Thursday, 24 March 2011

Third week in Cape Town - Twas brillig...

Monday was a holiday in South Africa. March 21st is Human Rights Day, commemorating the Sharpeville massacre of 1960. Six of us went on a “township tour”. I was a little suspicious of this – going on a walking tour of a township and taking lots of photos of poor people, and although there was an element of this it was also quite interesting. Needless to say the lives of people in the townships was pretty much as I expected it to be – poor quality housing, issues with clean water and electricity, high unemployment and HIV/AIDS, but I certainly got the feeling that people were happy. Or at least hopeful. The era of Apartheid is still recent enough for most people to at least still appreciate freedom and democracy and a sense of having ownership of there own lives. As with Robben Island I was left with a feeling of hope over expectation. I also got a glimpse into what Cameron's Big Society will look like. Lots of voluntary work going on with little State intervention or funding :)

Visiting a Township

Tuesday morning I went into school (with Jen who is teaching Maths) and all the teachers were in a meeting. We went to the Grade 7 block, just us and 180 students. As it was a Tuesday they were supposed to have a Year assembly. At 8:15 they all trotted out of their classrooms and lined up. They then spent 10 minutes singing first in Xhosa (pronounced Kohsa – it's a mesmerising language which utilises lots of clicking noises using the tongue – in fact to pronounce it correctly push your tongue to the roof of your mouth. Then flick it backwards and down creating a click noise, then say Kohsa). Then they sang the Lords' Prayer in English. Jen and I were the only teachers there. They had done this all without supervision and neatly and sensibly filed back into their classrooms to wait for their teachers. I've never witnessed anything like it (and I've taught in 6 countries) and I KNOW what students in my last school would have done if they had had an assembly and no staff had turned up.
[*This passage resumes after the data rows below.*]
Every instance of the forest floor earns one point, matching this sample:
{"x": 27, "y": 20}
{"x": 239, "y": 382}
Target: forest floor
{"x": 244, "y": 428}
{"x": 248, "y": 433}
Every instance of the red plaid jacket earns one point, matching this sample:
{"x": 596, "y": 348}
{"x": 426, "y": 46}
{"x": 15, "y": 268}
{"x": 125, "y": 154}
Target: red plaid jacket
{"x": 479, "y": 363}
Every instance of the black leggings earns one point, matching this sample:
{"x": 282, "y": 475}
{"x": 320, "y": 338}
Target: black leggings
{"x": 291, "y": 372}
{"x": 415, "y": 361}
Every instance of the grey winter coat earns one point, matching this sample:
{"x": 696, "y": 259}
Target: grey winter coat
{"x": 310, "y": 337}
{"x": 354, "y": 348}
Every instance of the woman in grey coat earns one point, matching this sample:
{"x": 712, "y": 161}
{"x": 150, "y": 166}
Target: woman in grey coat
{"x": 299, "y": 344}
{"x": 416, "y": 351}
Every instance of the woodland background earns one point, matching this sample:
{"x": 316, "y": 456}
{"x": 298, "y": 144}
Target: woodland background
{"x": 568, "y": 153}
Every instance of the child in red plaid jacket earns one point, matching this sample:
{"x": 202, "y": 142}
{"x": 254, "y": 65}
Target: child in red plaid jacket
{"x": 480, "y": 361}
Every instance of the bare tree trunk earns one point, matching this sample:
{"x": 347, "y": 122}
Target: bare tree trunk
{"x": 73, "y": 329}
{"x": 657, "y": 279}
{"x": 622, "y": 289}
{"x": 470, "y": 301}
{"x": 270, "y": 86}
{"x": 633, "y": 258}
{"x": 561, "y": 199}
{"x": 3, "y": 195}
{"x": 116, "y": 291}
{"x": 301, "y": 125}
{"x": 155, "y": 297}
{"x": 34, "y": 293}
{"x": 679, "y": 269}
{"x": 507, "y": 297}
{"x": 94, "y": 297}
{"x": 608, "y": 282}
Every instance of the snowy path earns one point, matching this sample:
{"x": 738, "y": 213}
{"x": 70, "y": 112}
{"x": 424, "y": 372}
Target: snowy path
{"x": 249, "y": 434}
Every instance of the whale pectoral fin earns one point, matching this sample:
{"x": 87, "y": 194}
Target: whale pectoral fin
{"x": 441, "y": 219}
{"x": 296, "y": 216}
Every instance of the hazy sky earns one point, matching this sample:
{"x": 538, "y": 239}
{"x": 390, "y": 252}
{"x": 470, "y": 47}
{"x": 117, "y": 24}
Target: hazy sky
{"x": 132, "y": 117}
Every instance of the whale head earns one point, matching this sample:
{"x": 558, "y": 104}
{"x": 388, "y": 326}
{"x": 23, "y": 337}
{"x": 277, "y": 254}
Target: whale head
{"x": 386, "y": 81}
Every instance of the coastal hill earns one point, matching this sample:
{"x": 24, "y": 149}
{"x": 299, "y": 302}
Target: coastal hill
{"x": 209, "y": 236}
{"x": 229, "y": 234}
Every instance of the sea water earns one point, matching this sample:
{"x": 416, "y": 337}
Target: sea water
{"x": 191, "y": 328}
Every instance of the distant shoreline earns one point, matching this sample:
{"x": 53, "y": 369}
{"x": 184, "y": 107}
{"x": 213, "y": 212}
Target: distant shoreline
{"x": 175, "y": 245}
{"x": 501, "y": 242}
They were then supposed to read in class for 20 minutes. They asked if I would read to them and gave me a copy of the English text book. I read them a synopsis of A Midsummer Nights Dream. Tracy would have been so proud of me. They really enjoyed it and were shocked that a father would be willing to kill her daughter. On the other page was “Jabberwocky”. A word of advice; If you're teaching Grade 7 English as a first additional language and they aren't really all that good – beware the Jabberwock, my son! Bitten off more than I could chew there.

On Wednesday night four of us went to the theatre. Sir Anthony Sher was in Arthur Miller's “Broken Glass”. I'd seem him doing some RSC stuff in Stratford -upon -Avon and he'd been in this play in London but now the Cape Town born actor had brought it back home with a South African cast. It was good and made a pleasant change from watching rubbish TV at the volunteer house. However, I counted about 250 people in the audience and only saw two black faces. Pre-theatre meal was a Pizza with honey on it. You don't get that every day do you?

This part of the world is beautiful.

My last couple of days at school involved helping out with the termly exams. Without much notice at all exams were thrust upon the class and we had two days of nothing but tests. I typed up the English exam for Mr. Mkuku and helped invigilate. Again often classes were left on their own and on more than one occasion I'd walk into a room to find the whole class quietly (indeed often silently) working away on their exam with no teacher present. There didn't seem to be any sort of exam timetable and we just went to whichever class we wanted and told them that they were now going to do their English exam. For me it was very interesting as most of the questions were based around what I and Mr. Mkuku had been teaching them the last two weeks. It soon became apparent to me that the vast majority of the students had not really understood very much of what either of us had been telling them. I'm not surprised for reasons that should be clear from my last post on the blog.

Baboons on the road to Cape of Good Hope.

But now it's time to move on. I'm posting this on Thursday night and first thing Saturday morning I'm setting off. It's time to get on the road and have an adventure. I've actually really enjoyed the three weeks I've had on the project. It's certainly opened my eyes to a few things and, although I'm sure I haven't changed anyones lives (at least not in a good way!) I've certainly learnt something and had some fun. But, obviously I'm now raring to go and although I'm quite apprehensive I'm also very excited. The whole of the last 8 months has been fantastic but there's something special (at least in my mine mind) of attempting to ride a motorbike through Southern Africa. I have no idea whether I will succeed, whether I've bitten off more that I can chew with this or even whether it's a foolish thing to be tying. But I've had it in the back of my mind since 1995 when I rode around Patagonia and I can hardly believe that I'm actually now going to have a bash at it.

Am I scared? Well, no not really. But I am most certainly excited, anxious, nervous, worried, thrilled and lots of other adjectives. (See Tracy I have learnt something from my three weeks of teaching English!)